It is a common problem for many to turn to food when they feel negative emotions. Some of us call it comfort food and many of us are guilty of reaching for it whenever we feel sad, depressed, bored, or anxious. But there is a huge difference between reaching for a bag of chips on one of those excessively stressful days and someone who has developed an eating disorder like bulimia. For those people, eating is more of a compulsion rather than a way to feel good about themselves.
While neither condition is good for you, those who are bulimic have a battery of problems and complications that they have to sort through.
The simplest way to explain what is bulimia is that it is a serious eating disorder characterized by binge eating and then purging in an attempt to avoid weight gain. In severe bulimics, the binge-purge cycle is repeated over and over again leading to a number of major health problems that can compromise health even further.
Signs and Symptoms of Bulimia:
Bulimics often lead a life of secrecy. Their binge-purge habits are often done at times when they are alone so it is not always easy to identify the signs and symptoms of the disorder. Still, there are a few signs that can help those who are close to them to determine that there is a problem.
Patients may have a lack of control when it comes to eating and will only stop when they've reached a point of physical discomfort or pain. They may have late night visits to the kitchen after everyone else has gone to bed. You may also notice food disappearing from open storage areas or find hidden stashes of it around the house.
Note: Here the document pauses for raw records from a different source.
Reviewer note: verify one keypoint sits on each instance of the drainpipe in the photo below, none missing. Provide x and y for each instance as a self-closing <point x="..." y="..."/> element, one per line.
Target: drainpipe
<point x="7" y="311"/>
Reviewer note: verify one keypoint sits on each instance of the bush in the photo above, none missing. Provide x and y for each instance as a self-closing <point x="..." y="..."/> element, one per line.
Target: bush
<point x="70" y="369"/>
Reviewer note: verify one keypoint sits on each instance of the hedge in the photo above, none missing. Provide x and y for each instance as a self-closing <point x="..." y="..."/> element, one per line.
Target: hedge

Signs of purging can also help you understand what is bulimia. For example, there may be calluses or scars on the back of the hands, discolored teeth, and notice constant fluctuations in weight.
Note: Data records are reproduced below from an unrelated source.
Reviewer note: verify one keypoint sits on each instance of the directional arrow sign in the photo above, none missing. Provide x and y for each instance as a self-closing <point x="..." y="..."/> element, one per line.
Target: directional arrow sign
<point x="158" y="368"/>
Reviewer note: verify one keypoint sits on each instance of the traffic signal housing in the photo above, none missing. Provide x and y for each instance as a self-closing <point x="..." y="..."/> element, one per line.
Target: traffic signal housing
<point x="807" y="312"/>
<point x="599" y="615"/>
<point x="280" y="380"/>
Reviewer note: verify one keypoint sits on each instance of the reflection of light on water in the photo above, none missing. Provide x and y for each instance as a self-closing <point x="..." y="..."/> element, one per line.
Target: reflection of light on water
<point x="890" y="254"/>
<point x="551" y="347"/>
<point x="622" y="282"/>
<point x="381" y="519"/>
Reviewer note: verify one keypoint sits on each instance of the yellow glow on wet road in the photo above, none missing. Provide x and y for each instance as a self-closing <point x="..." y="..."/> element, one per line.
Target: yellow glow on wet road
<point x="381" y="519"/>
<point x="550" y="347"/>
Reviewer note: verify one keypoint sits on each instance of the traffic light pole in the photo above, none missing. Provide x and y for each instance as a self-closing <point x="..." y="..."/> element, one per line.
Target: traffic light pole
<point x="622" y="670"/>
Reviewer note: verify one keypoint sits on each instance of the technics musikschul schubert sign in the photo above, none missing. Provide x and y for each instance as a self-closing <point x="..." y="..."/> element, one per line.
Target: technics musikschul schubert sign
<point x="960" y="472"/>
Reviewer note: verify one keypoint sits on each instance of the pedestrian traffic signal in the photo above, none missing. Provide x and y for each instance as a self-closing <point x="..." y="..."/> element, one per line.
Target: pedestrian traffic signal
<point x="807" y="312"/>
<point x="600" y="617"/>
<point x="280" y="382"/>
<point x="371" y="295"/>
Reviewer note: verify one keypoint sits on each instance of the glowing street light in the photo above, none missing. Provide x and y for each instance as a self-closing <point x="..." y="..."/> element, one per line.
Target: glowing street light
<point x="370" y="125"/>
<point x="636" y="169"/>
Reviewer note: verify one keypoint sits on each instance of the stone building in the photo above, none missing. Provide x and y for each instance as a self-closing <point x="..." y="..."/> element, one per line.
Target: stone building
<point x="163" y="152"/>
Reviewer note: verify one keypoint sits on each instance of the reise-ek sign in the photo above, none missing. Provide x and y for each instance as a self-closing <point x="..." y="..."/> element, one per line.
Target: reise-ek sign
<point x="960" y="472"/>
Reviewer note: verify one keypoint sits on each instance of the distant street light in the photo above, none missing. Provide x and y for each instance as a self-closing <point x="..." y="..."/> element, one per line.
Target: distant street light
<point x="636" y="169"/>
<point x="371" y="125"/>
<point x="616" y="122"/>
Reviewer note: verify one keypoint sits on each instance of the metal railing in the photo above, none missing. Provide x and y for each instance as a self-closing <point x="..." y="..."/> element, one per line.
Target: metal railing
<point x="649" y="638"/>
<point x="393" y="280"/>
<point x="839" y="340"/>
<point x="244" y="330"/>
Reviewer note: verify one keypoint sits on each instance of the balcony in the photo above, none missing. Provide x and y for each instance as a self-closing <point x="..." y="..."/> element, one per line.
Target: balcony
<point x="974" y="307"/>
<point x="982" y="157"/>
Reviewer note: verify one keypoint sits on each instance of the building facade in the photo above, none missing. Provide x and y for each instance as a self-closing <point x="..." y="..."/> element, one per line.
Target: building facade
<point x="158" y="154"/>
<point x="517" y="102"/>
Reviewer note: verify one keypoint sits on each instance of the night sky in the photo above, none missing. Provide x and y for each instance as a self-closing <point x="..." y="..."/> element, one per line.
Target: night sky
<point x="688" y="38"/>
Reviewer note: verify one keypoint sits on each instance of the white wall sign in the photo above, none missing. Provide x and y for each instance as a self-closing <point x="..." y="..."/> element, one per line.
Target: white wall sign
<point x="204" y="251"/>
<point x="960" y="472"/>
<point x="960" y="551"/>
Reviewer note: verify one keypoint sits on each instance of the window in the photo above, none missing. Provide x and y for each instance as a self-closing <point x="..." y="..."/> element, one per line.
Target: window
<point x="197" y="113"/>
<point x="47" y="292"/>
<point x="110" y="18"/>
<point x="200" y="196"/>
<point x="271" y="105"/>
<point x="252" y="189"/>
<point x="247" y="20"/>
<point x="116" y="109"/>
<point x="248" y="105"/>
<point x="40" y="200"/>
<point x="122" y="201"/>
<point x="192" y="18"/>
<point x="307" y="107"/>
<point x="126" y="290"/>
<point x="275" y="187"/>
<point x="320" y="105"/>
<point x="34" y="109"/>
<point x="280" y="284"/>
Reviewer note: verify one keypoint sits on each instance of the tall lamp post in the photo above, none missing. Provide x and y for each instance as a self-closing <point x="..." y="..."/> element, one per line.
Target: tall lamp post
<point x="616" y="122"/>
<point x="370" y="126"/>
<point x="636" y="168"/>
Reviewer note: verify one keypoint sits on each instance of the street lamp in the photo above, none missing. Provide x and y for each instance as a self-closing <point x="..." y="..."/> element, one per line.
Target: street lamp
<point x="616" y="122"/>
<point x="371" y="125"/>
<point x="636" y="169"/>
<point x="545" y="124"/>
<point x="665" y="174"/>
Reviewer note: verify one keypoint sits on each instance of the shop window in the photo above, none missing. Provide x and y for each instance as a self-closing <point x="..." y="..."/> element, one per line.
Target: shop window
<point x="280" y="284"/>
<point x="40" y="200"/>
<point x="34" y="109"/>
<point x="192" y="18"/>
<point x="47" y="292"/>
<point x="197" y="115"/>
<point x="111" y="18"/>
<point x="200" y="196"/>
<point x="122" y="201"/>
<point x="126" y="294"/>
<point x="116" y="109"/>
Psychological factors could be an abnormal obsession with body image, low self-esteem, and stressful life changes like a breakup, starting a new job, or leaving home.
Many bulimics also have a history of abuse in their lives. This could be from a sexual assault, child abuse or neglect, and troubled relationships in their past.
The Road to Recovery:
It is not easy to help a bulimic on your own. For many, professional help is the only way to bring the patients back to a more balanced lifestyle. Since much of their activity are done in secret it may even be difficult to get them to admit that there is a problem.
It helps to understand that bulimia is not just a problem with eating. There are many underlying causes that may have to be brought up through many layers of emotions. Aside from a low self-esteem, there is often shame and guilt tied in with it. Because of this, once you've understood what is bulimia, the next step is to get the patients the help that is needed and address those underlying disorders. The sooner you get them the professional help they need, the sooner you can help them back on the road to recovery.